The 7nm Zen 2 CPUs are half the size of the 14nm first-generation Ryzen chips, delivering the same level of performance at 50 percent reduction in power draw, or as much as a 25 percent performance improvement for the same power requirements. That will give AMD a lead over Intel in performance per watt, which could lead to AMD's top chips being more capable than Intel's in both single and multithreaded tasks for the first time in over a decade.

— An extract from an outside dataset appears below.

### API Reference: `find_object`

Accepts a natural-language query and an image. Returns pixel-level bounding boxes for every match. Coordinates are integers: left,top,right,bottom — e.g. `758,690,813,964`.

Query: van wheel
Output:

The reason for this goes beyond the die shrink though. AMD is also restructuring the Zen architecture for better memory latency, bandwidth support, and improved instruction implementation. It can handle native 256-bit AVX2 operations, which Zen and Zen+ couldn't do, resulting in a noticeably slow down during those particular instructions.
As ArsTechnica explains it, Zen 2 has a combination of 14nm and 7nm components under its hood. There is a single 14nm I/O die, with eight memory controllers, with Infinity Fabric ports and PCIexpress lanes, and then 7nm chipset which handle the CPU tasks themselves.
Zen 2 is sampling now and early benchmark tests are said to be good. Expect to see working silicon at CES 2019, with a general release in the first half of the year.